O padre e a assistente social
- Desce logo Terezinha, a gente vai acabar chegando atrasada na missa.
- Espera só um pouquinho tia. To terminando de me arrumar.
- Vê se não demora...
Pouco depois a tia gritava, de novo, no pé da escada:
- Anda menina. Por que tanta demora pra se arrumar? Até parece que está se preparando pra ir a uma festa!
Quando a sobrinha finalmente desceu de seu quarto, a tia ralhou com ela:
- To te chamando faz um tempão. Sua mãe e seu pai já foram pra igreja e nós vamos chegar atrasadas.
- Só tava me arrumando direito, afinal lá ta cheio de rapazes bonitos pra paquerar.
- Que conversa menina! Você vai a missa pra paquerar? Deixa de falar bobagem!
- A senhora está linda tia Luiza! Notei que tem se produzido pra ir a igreja. Aposto que é por causa daquele padre novo, o frei Gustavo. Ele é o maior “gatão”, não é?
- Que falta de respeito é esse Terezinha! E eu vou a missa interessada em homem, ainda mais num padre?
- Eu só disse que ele é lindo e perguntei se a senhora também não achava?
- Eu vou a igreja pra rezar. Nem reparei nesse padre que você está falando.
- Mas a senhora só ia a igreja de vez em quando! Agora, desde que o padre Gustavo veio pra paróquia, não falta á missa nenhum domingo.
- É que tenho sentido necessidade de rezar mais. O trabalho que eu faço mostra muito o sofrimento das pessoas, disse a tia com o rosto vermelho e mudou de assunto. Vai, toma logo seu café e vamos depressa pra chegar na hora.

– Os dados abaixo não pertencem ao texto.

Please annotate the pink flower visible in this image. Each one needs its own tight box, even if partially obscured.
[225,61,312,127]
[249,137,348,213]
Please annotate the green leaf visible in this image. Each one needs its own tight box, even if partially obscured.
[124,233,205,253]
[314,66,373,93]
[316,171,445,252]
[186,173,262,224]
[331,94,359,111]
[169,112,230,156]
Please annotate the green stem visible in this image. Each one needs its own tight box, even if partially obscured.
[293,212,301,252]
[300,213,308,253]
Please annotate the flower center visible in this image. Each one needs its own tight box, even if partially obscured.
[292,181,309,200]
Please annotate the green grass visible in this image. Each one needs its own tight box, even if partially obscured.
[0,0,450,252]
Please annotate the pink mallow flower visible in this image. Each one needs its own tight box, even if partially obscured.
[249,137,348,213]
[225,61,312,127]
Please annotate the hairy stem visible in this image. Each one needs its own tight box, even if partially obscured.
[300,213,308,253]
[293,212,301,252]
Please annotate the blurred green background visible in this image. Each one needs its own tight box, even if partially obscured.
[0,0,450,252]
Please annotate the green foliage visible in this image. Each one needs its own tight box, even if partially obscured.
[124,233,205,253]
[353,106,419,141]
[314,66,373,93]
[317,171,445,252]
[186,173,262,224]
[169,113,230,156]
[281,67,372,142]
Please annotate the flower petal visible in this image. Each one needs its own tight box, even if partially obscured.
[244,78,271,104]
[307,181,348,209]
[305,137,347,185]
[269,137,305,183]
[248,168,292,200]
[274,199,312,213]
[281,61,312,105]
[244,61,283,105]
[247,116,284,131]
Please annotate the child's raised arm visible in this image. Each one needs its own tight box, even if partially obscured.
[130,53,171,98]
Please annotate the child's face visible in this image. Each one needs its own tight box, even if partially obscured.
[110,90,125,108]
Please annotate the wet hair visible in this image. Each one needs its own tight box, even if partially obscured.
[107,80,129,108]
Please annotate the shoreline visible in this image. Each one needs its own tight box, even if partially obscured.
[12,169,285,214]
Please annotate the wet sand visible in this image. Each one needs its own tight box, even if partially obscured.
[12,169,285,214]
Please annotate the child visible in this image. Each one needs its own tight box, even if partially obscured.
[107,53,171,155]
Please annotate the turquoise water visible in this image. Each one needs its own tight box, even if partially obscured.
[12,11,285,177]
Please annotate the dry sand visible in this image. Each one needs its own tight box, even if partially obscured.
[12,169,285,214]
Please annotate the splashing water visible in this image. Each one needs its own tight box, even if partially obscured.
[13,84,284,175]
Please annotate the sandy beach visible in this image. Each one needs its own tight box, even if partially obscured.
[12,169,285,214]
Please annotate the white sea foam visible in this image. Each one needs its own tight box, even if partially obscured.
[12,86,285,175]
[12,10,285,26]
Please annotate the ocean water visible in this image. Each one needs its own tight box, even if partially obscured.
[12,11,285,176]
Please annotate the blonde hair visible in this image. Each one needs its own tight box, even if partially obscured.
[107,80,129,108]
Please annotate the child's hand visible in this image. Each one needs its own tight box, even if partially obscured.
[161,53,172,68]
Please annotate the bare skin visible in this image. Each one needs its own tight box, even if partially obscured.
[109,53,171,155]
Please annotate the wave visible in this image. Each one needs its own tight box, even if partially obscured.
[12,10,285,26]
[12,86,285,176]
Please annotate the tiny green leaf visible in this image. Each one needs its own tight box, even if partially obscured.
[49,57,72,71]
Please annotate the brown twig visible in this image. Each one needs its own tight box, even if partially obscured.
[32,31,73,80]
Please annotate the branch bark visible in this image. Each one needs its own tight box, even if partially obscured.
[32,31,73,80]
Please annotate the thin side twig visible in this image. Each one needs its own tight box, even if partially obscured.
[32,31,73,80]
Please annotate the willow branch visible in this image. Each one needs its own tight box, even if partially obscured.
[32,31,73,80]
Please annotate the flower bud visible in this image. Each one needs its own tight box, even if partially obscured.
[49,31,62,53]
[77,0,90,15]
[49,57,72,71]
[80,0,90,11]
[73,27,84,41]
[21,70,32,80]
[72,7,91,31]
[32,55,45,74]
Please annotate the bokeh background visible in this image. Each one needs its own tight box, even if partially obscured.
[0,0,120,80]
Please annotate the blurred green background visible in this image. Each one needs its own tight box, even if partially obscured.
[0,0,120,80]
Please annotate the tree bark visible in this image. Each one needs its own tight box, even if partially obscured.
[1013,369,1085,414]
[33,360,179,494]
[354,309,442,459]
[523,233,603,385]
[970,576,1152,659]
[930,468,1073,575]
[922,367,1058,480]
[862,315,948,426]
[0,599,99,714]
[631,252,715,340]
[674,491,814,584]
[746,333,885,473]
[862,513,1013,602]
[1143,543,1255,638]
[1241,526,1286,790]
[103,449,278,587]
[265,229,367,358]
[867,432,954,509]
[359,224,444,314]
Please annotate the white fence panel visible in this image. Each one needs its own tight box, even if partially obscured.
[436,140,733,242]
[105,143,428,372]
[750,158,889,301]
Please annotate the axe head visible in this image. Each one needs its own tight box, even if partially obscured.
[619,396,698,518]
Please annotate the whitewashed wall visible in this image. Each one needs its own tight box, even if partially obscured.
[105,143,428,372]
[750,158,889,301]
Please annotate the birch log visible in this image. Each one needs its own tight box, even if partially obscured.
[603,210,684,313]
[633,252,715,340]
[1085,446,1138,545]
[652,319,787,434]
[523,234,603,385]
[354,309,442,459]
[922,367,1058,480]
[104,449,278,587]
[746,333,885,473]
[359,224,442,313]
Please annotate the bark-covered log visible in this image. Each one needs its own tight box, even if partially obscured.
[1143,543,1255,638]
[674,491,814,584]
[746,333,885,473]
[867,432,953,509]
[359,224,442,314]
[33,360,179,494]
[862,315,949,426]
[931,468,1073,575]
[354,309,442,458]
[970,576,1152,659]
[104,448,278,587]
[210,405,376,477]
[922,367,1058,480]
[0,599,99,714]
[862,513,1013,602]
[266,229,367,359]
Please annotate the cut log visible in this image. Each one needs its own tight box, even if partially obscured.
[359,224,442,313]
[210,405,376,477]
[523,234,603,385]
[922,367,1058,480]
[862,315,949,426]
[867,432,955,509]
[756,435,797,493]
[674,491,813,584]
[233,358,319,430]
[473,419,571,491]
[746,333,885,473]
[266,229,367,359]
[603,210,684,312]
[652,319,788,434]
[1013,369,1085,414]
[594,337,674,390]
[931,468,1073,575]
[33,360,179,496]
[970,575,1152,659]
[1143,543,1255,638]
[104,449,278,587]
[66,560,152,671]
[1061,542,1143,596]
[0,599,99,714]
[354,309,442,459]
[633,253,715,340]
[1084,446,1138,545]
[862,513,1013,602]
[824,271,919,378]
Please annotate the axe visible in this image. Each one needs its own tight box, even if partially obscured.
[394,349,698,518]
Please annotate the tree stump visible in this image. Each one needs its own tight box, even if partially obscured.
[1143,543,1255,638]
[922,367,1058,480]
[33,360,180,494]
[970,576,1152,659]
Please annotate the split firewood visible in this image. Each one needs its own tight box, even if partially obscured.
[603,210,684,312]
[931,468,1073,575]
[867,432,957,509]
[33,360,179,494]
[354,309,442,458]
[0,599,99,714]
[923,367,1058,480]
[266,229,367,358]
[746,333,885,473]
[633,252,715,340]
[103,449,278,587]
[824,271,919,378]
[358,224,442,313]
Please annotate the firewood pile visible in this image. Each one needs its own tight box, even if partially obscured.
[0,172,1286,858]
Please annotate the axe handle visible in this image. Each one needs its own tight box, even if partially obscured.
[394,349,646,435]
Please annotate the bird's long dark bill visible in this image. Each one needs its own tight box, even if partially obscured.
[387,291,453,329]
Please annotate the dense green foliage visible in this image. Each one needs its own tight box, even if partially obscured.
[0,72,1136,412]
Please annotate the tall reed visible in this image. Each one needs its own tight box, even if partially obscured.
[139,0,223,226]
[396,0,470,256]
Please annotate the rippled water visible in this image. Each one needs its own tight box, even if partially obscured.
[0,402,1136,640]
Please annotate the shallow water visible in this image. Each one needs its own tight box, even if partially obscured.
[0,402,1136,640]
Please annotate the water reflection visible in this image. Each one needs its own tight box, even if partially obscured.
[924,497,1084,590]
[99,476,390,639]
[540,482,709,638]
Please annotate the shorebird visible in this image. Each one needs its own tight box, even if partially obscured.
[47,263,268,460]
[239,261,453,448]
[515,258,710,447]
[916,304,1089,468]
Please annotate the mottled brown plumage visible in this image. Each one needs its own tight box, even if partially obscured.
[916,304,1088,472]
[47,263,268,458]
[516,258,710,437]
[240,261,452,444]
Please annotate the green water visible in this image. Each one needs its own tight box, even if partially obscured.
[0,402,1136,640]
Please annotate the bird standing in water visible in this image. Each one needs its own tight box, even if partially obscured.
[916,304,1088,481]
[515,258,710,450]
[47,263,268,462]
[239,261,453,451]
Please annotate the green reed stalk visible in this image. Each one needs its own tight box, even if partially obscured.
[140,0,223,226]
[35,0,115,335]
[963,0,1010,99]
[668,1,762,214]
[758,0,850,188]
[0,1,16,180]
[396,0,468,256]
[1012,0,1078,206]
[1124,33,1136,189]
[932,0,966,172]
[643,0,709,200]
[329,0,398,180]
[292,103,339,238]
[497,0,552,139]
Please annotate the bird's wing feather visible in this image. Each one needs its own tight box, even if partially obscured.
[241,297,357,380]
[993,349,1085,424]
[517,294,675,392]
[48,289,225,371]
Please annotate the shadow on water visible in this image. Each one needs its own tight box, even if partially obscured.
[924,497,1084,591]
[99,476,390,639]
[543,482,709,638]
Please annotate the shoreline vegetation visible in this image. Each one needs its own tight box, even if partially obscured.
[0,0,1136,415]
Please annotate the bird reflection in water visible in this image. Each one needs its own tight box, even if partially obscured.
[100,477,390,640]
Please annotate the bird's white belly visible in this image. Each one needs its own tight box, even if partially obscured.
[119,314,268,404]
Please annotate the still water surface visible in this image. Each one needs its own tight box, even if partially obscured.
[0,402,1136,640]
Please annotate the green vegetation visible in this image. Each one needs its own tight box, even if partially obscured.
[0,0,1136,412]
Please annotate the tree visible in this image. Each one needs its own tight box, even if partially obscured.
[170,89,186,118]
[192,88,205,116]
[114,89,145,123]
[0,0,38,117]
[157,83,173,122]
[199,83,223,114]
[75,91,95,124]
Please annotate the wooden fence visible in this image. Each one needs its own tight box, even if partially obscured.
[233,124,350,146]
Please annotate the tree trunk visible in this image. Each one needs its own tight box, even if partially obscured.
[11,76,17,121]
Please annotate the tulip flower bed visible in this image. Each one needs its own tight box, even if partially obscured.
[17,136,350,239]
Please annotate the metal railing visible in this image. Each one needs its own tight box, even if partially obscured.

Quando elas chegaram á missa já tinha começado e ninguém as notou. Foram sentar em um dos poucos lugares livres, da igreja lotada de fiéis, e de cabeça baixa, como se estivesse rezando, a tia se autopunia com seus pensamentos cheios de culpa.
“Por que isso foi acontecer comigo, meu Deus? Sei que estou pecando, mas eu o amo. Eu não queria, mas não pude resistir ao charme dele. Ele é tão gentil e bondoso. É padre, mas também é um homem maravilhoso. Por que essa necessidade que sinto dele? Dessa ânsia que me machuca tanto, apesar do prazer que me causa, e da qual não tenho nenhum domínio?”.
Ao voltarem para casa a tia não chorava, mas caminhava de cabeça baixa e calada. Ela tinha a alma pesada. Estava amando o padre Gustavo e não sabia conviver com isso, com o sentimento de culpa que esse amor lhe trazia.
Maria Luiza tinha quase trinta anos. Era assistente social e quase todo dia visitava uma família carente, com intenção de ajudá-la. Morava com a irmã, o marido dela e a filha deles, que era uma linda menina chamada Terezinha. Dedicava sua vida a família da irmã, que também era a sua, e ao trabalho que realizava com amor.
Transou com vários rapazes, na época da faculdade, e agora que era adulta tinha alguns casos de amor esporádicos, mas nunca se sentiu apaixonada para assumir um compromisso com um homem.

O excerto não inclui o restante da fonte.